Doug Christie’s Wife Has An Odd Way To Tell If He’s Cheated Or Not

Black Sports Online

So apparently Doug Christie’s wife checks his balls to see if he’s cheated on her. Listen, I’m no authority on marriage, but I think if Jackie Christie is grabbing Doug by the wings every time he steps in the house, their marriage may need a little more trust. Jackie does say that in their 20 years of marriage she’s sure Doug has remained faithful. But if you’re tugging at his sack like a goddamn piñata to see if anything’s left, you may want to either implement a Hall Pass or add the Find My Friends app.

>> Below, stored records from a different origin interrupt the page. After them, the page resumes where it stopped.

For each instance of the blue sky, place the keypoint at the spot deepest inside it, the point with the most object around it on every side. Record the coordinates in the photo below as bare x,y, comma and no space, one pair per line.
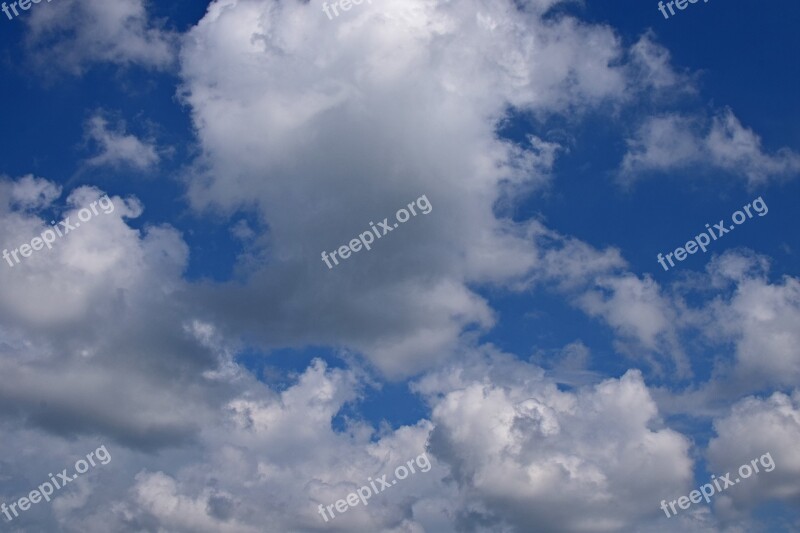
522,334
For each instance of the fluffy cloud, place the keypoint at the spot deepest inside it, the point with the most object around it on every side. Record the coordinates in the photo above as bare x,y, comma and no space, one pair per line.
118,148
72,35
298,114
673,141
755,427
527,455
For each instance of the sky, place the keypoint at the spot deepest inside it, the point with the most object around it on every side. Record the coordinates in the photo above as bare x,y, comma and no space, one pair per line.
206,326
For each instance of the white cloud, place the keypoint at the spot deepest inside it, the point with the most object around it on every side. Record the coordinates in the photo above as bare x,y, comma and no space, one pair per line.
72,35
755,427
30,192
527,456
119,148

Also does this system even work? How can you tell for sure? There’s no way Jackie Christie would’ve been able to handle George Costanza. Not that George would be going around snagging chicks, but because he suffers from the common problem known as shrinkage. Any time Costanza got out of that shower Jackie would suspect outside assistance.

*Jackie walks in bathroom, George is masturbating”

“Oh my God.”

*Jackie slips and falls, hits her head*

*She wakes up in the hospital*

“I walk in and my husband is treating his body like an AMUSEMENT PARK.”

George whispers: “It’s genius, Jerry, genius. This is my way out of the marriage!”

It’s a good thing Doug Christie doesn’t fear commitment or he’d be hoarding Glamour magazines just hoping to get caught.